Faction Theatre opens its 2014 Rep Season at the New Diorama with this production of Hamlet, which will play in repertoire with the première production of Gareth Jandrell’s Thebes and a revival of their 2010 production of Schiller’s The Robbers.
Played against the black walls of the theatre, it is presented in a kind of modern dress but clothes identify character rather than period. Although public speeches are made with a microphone and eavesdropping carried out with radio microphones, it is a world where sentries are still armed with swords and death dealt by dagger.
From its opening with uniformed figures with glinting swords seen by the light of electric torches as sentries patrol the battlements of Elsinore, this is a production that uses simple means to achieve effect.
With Queen Gertrude in a diamond-decorated velvet evening gown (that she wears day in day out), her son Hamlet in a black Mao jacket or the singlet under it, his uncle King Claudius in crimson jacket over blue jeans, courtier Laertes in a patterned yellow tee-shirt and his father Polonius in a black uniform, it is perhaps just as well that this is a Danish royal family; such informality would never do at Buckingham Palace.
The costume and eclectic propping really doesn’t matter for the stark intensity of this production and the proximity of the playing concentrate attention on the relationships and action.
Damian Lynch’s still-youthful Claudius has authority and an open charm that makes his easy succession to Hamlet’s father’s crown and marriage to Kate Sawyer’s Queen Gertrude seem the more plausible. A rapid delivery is still clearly spoken and, though his casting may in intent be blind to colour, the hint that perhaps Hamlet’s father’s black younger brother may have been by their father’s second wife adds an extra layer to Hamlet’s situation.
Old Hamlet’s ghost is realised digitally, projected onto a cloud-like assembly of round cushions that appears in a flurry of activity manipulate by the company, but the gimmick does not detract from the quiet authority of Simon Russell Beale’s performance as he tells Hamlet about his murder.
Director Mark Leipacher gives his production a strong sense of family relationships. When Alexander Guiney’s Polonius appears, we see exactly where Cary Crankson’s Laertes gets his long-winded pedantry from. Ophelia accepts being lectured by brother and father with tolerant amusement. She is a sensible girl but Derval Mellett makes her breakdown into madness seem entirely plausible when, with her brother abroad, both her lover and her father are taken from her.

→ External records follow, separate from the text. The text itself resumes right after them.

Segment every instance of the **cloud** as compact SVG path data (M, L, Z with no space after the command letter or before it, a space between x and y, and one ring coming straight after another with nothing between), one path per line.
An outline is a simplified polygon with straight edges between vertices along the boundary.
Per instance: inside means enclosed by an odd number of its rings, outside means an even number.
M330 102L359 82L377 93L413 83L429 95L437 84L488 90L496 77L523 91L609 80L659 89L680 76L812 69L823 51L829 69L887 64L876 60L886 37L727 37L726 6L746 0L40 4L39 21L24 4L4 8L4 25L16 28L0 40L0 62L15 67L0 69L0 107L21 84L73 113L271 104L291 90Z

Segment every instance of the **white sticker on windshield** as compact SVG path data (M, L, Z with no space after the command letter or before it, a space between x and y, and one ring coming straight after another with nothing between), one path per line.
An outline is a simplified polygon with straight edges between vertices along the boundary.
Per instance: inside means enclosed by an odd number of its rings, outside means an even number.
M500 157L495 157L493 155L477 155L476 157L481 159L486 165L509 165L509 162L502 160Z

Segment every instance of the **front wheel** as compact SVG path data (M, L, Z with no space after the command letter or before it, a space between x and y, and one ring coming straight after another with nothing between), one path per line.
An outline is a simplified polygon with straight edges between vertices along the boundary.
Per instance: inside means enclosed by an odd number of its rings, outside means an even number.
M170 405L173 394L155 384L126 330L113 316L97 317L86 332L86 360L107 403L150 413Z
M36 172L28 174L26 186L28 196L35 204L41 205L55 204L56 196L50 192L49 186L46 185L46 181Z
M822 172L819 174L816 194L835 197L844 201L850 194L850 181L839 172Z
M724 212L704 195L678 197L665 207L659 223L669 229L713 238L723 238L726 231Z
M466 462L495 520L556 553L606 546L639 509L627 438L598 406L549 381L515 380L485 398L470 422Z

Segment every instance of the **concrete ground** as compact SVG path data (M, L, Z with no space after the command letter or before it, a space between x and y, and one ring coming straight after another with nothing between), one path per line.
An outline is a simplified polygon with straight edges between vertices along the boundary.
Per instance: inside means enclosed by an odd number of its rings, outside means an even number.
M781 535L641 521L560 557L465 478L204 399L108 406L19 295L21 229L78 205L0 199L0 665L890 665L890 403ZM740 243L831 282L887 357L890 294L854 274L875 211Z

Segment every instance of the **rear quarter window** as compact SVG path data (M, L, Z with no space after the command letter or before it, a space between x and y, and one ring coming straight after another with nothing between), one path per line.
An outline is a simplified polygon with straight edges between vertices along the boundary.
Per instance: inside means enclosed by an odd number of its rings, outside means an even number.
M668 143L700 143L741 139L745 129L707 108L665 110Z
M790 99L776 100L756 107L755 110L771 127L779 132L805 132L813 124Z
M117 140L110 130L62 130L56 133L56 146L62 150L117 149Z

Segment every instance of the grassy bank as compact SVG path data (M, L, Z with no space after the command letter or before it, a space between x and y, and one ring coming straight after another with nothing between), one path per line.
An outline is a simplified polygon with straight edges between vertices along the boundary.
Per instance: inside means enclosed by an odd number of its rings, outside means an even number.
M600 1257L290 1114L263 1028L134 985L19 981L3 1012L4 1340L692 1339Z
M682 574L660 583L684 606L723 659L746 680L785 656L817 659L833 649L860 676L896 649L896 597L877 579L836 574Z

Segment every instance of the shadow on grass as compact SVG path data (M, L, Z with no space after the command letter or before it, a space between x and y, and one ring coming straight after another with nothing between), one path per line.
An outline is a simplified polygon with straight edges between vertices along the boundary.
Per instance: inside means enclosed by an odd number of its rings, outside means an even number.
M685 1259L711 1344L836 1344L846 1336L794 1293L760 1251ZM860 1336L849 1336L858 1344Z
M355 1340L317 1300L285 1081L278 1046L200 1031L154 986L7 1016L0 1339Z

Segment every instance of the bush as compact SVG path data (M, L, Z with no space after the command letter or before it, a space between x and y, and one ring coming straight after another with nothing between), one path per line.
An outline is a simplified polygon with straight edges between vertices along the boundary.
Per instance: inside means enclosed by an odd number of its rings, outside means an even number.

Hamlet has inherited some of the cussedness of his father, he won’t stand for other people’s nonsense but Jonny McPherson makes him very self-aware. He certainly doesn’t look like thirty. There is an immaturity and an honesty about him that suggest why he is still the apple of his mother’s eye and why Ophelia loves him and why friends would put up with his sometimes trying manner. His attraction is given more force in the directness with which he engages the audience when sharing his thoughts with them.
This is a Hamlet that is intelligently and clearly spoken, though perhaps it is as well that the production has cut his advice to the players for he is given to a little hand-soaring. His attempt at histrionics is nicely contrasted with a very restrained but heartfelt delivery by Richard Delaney’s First Player of the speech by Aeneas.
The playing of the scene between Hamlet and Ophelia, which is secretly observed by Claudius and Polonius, is particularly interesting. Here “get thee to a nunnery” seems to be a straightforward suggestion from a Hamlet who is speaking openly and honestly. This is not mad, raging Hamlet until he suddenly realises that she has been miked.
Hamlet’s relationship with Horatio seems more distant than one might expect, perhaps because his confidante is played in clerical collar—though surely not a bishop as his purple shirt would seem to indicate. Lachlan McCall makes him gently supportive but there doesn’t seem to be a closeness that would warrant his wish to kill himself when Hamlet is dying.
There are some gimmicks in Leipacher’s production, including a risky one in the gravedigger’s scene before Ophelia’s funeral that comes off, and some scenes that are described by the characters are also acted out. In the case of Ophelia’s description of Hamlet coming to her distraught this is very effective but elsewhere they are not so successful and detract from what is carried in the text.
The decision to make the recorders on which Hamlet asks Andrew Chevalier and Tom Radford’s Rosencrantz and Guildenstern to play the touring actors' microphone and recording equipment is another mistake, but, though this may not be a perfect production, it is an engaging one that looks freshly at familiar material and seems to go more quickly than its actual playing time, sometimes at quite a spanking pace, that makes the audience really concentrate.